/pantip_scraper

pantip web scraper

Primary LanguagePython

pantip_scraper

Created by DarkDrag0nite

This is web scraper for pantip written in python2

How to use

Before anything: If you get any error, feel free to raise issue/bug or mail me. Usually it's not your fault. Pantip Web developers also change their code from time to time. I will try to update pantipScraper to match current pantip code.

To get a topic: python pantipScraper.py topic_id

Example: python pantipScraper.py 35000000

Start from: python pantipScraper.py -start topic_id

Example: python pantipScraper.py -start 35000000

End at: python pantipScraper.py -start topic_id -end topic_id

Example: python pantipScraper.py -start 35000000 -end 35001000

Without comment: -noComment

Example: python pantipScraper.py -noComment -start 35000000


Example of reading JSON is in readExample.py

Another example of reading JSON (plain text style):

PYTHONIOENCODING=UTF-8 python readExample2.py > result_of_readExample2

Features

The data will be store in pantip_storage as JSON.
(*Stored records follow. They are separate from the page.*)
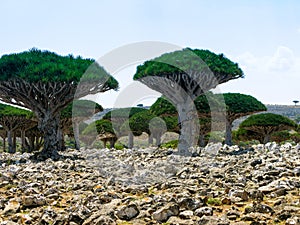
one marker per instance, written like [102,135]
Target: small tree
[239,105]
[14,119]
[120,116]
[46,83]
[264,125]
[182,76]
[77,112]
[105,132]
[296,102]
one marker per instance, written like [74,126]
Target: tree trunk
[112,143]
[14,141]
[10,142]
[228,134]
[76,135]
[150,139]
[104,142]
[23,142]
[201,141]
[61,139]
[49,126]
[267,138]
[4,144]
[189,132]
[158,140]
[130,140]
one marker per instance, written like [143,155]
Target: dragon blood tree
[239,105]
[15,120]
[46,83]
[74,114]
[182,76]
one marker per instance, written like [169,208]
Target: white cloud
[282,60]
[273,79]
[248,60]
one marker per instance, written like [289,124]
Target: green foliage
[162,106]
[139,122]
[215,136]
[8,110]
[44,66]
[295,137]
[119,146]
[83,108]
[246,136]
[171,144]
[102,127]
[186,60]
[171,123]
[123,112]
[268,119]
[243,104]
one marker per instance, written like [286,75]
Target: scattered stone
[163,214]
[204,211]
[128,212]
[225,185]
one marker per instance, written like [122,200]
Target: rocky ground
[218,185]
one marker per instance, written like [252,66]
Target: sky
[263,37]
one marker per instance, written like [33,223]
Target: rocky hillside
[218,185]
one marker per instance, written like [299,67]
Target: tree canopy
[182,76]
[188,60]
[46,83]
[82,109]
[238,104]
[8,110]
[36,65]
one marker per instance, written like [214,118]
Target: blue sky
[262,36]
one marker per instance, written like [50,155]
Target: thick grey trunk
[202,140]
[150,139]
[104,142]
[189,131]
[10,142]
[4,144]
[158,140]
[61,139]
[112,143]
[23,141]
[130,140]
[49,126]
[228,133]
[76,135]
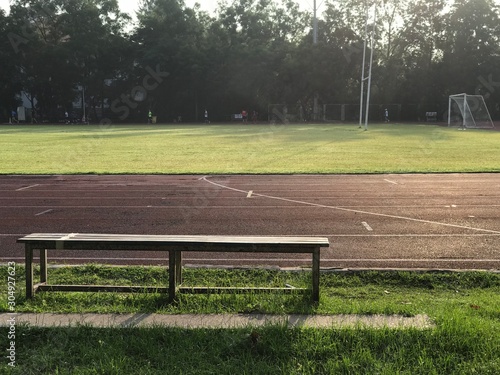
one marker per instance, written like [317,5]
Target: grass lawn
[219,149]
[464,307]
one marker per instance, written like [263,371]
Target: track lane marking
[391,182]
[28,187]
[367,226]
[357,211]
[305,260]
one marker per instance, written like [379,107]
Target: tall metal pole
[361,100]
[315,24]
[83,99]
[370,73]
[315,41]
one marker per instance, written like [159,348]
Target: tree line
[179,61]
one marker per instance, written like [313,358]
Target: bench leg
[30,290]
[315,276]
[172,275]
[43,266]
[178,271]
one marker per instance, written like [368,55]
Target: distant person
[13,117]
[255,116]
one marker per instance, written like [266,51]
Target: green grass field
[464,306]
[220,149]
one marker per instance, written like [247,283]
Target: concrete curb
[215,321]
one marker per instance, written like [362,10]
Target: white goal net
[468,112]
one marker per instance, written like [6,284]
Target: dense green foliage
[179,61]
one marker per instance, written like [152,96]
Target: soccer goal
[468,111]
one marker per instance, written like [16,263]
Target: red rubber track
[437,221]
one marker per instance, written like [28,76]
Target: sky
[208,5]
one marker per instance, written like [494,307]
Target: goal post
[468,112]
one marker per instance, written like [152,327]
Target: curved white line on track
[351,210]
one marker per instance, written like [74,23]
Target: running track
[436,221]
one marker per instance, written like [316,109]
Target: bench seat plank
[175,245]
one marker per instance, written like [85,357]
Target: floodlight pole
[361,100]
[315,24]
[370,72]
[83,99]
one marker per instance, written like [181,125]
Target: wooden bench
[174,245]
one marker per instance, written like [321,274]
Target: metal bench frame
[175,245]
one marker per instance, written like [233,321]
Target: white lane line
[44,212]
[391,182]
[367,226]
[305,260]
[28,187]
[358,211]
[371,235]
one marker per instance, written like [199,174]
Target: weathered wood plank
[101,288]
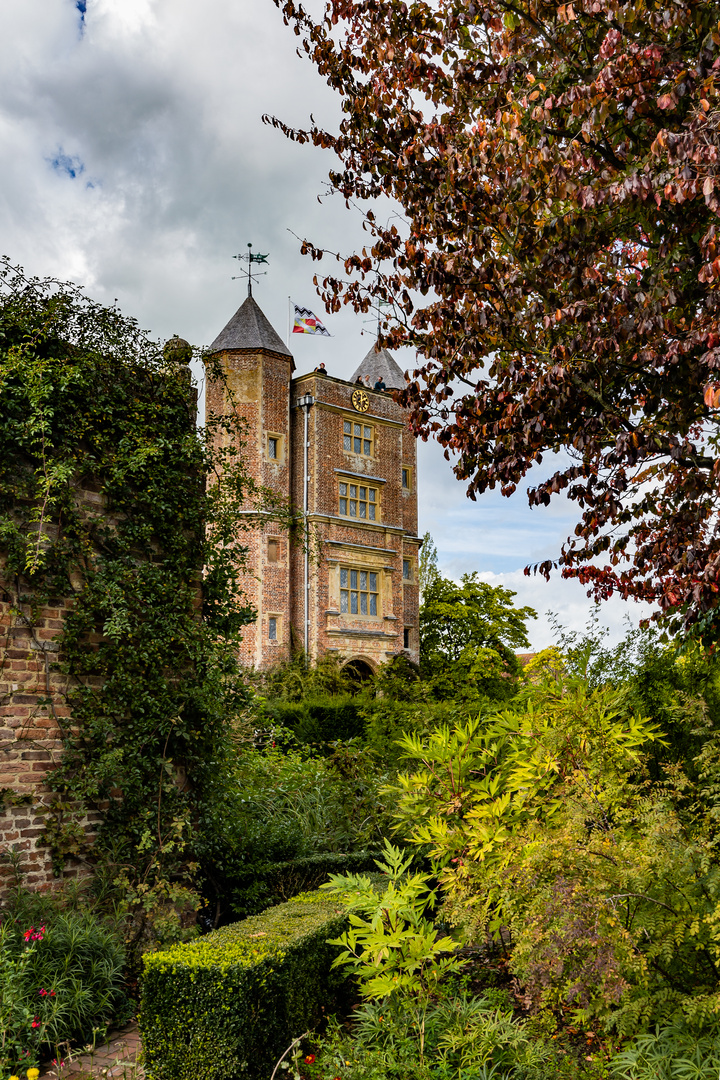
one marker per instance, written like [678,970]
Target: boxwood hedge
[254,888]
[226,1006]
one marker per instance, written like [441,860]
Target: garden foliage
[62,977]
[148,650]
[228,1004]
[546,822]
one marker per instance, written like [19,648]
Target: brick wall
[32,712]
[260,387]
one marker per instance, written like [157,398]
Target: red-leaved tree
[556,174]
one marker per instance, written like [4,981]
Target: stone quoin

Right now it could extract

  • topic name
  • author
  • story
  • like Count
  • emotion Count
  • emotions (count of each types)
  • tags
  • comments count
  • comments

Extra Feature

  • Could Handel connection problem (test on OS X, not confirm on linux/windows)

Limitations

  • no image being extracts (I can't decide how to save image properly and how to link that image to topic)
  • no poll information and topic with poll might be extracted incorrectly
  • no reply to comment yet (sry, I'm working on it)

Json Structure

JSON structure is as following:

== Topic ==

  • tid (อันนี้หมายถึง topic id)
  • name (topic name)
  • author
  • author_id
  • story
  • likeCount
  • emoCount
  • emotions (as Emotion object)
  • tagList (as array of string)
  • dateTime
  • commentCount
  • comments (as array of Comment object)

== Comment ==

  • num
  • user_id
  • user_name
  • replyCount
  • replies (still working on it)
  • message
  • emotions (as Emotion object)
  • likeCount
  • dateTime

== Emotion ==

  • like
  • laugh
  • love
  • impress
  • scary
  • surprised

Credit, Feedback, Suggestion is appreciated.